Welcome to the contrast between an electronic health record (EHR) and a registry. The EHR is configured to help the user manage the patient’s dedicated file. In a registry, the user is interested in managing all the patients meeting predefined criteria. The former is all about individuals while the latter is all about populations. Just because your PC’s operating system enables you to handle that single item open your desk top doesn’t necessarily mean you’ll be able to get a detailed snapshot of a piece of your hard drive containing all the files of interest.
Which is, until you think about it, very counterintuitive, especially to us clinicians. You’d think that in this era of terabytes, servers, and Googling, it shouldn’t be so hard to find out how many patients with chronic hepatitis C infection who live in Illinois and have Blue Cross Blue Shield insurance and received peginterferon between the ages of 45 and 55 years had a relapse of their disease within one year. You'd think that using that informaion to assess the quality of care among physicians and hospitals should be a few clicks away. Alas, just like your PC's operating system, it ain’t so easy.
But it is not impossible. Which is why anyone interested in learning more about the topic should check out the article by Lisa Buckus et al in an August 28 Journal of the American Medical Informatics Association (JAMIA) ‘PrePrint’ titled ‘Clinical Case Registries: Simultaneous Local and National Disease Registries for Population Quality Management.’ It describes the implementation of theVeteran Administration’s (VA) Clinical Case Registries (CCR) that was developed to stand alongside its much admired VistA EHR.
This is not easy. The software took five years and it’s still being expanded, not only because new data bases are being added but because VistA is also evolving. A change in VistA means a change in CCR.
The description of CCR involved a jargony informaticisms, but to the DMCB it seems that the CCR “crawls’ the VistA system much like Google web crawler bots.
CCR is updated nationally every 24 hours. There are tens of thousands of patient records.
Big emphasis on privacy.
While CCR reports and makes research possible on a national basis, it also enables local users to extract local registry information. ‘Canned’ reports are available but users have the ability to customize. They’re being exploited: over 2000 local reports are generated each month.
National level summary reports – good or bad – will be available on the internet.
While the identification of candidate patients for placement in the various registries by automated programming has high sensitivity and specificity, a live and specially trained person at 128 VA facilities is necessary to manually review and confirm some patients’ information prior to inclusion in any registry.

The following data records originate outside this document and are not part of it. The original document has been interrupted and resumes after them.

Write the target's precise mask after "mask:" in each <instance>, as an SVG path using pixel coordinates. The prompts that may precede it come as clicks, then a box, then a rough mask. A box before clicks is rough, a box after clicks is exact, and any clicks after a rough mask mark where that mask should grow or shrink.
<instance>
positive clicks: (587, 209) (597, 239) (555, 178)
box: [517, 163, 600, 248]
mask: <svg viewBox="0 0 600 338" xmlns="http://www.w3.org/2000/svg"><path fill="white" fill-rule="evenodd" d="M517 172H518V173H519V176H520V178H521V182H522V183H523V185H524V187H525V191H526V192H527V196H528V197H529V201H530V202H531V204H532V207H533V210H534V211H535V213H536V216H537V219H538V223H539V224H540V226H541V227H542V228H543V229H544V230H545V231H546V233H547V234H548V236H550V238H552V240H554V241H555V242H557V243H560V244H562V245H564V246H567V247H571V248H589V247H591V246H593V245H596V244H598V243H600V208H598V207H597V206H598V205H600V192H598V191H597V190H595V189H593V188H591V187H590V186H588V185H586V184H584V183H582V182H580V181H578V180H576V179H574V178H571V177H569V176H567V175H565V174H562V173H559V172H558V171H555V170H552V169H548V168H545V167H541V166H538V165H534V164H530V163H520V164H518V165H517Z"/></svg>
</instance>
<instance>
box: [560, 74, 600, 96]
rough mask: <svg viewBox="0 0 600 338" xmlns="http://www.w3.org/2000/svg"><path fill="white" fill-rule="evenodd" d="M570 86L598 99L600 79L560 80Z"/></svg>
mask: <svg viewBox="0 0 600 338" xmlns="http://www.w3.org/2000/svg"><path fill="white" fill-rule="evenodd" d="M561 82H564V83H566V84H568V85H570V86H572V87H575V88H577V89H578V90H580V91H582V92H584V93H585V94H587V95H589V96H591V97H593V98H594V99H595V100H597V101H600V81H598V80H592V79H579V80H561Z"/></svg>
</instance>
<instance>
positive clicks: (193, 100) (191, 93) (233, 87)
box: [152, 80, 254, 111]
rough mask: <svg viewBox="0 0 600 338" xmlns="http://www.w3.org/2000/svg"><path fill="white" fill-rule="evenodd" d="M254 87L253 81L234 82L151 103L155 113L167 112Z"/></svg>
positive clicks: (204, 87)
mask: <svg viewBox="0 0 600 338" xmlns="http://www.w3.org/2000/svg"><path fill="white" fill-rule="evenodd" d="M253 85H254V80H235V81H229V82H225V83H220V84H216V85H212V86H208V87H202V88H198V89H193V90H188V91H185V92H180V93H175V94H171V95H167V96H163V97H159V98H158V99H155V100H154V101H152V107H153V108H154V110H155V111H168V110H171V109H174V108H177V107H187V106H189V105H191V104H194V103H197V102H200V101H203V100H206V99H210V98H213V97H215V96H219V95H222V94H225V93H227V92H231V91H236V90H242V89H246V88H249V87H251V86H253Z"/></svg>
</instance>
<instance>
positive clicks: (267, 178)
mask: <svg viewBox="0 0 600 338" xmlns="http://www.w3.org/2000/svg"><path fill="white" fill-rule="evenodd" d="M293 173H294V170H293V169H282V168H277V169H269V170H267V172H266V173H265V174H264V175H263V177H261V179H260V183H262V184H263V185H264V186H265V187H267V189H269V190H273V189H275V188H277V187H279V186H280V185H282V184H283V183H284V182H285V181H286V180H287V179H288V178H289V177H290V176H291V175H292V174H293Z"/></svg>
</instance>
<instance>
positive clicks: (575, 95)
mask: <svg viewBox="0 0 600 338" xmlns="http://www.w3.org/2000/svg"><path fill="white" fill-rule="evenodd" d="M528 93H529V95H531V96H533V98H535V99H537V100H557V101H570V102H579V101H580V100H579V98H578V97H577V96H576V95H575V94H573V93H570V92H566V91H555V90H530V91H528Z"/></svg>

Positive or negative labs that determine the presence or absence of a disease state is read off a free text field, not via any direct data interfaces. The DMCB has heard that this is not usual: clinical laboratories are not formatting their data in ways that can be used at a population-based level. It suspects the same is true for imaging studies, like echocardiography, cardiac catheterizations and CAT/MRI scans.
A telling anecdote: a new drug-drug interaction was announced by the FDA and the VA was able to use CCR to quickly identify the patients at risk.
The DMCB rates this as a must read. So much of what we as a nation want to do in assessment of quality, cost effectiveness, comparative effectiveness research, leveraging information technology will be dependent on the creation of useful registries. The lessons from the VA in this article are important for physicians, policy makers and anyone interested in population-based health improvement.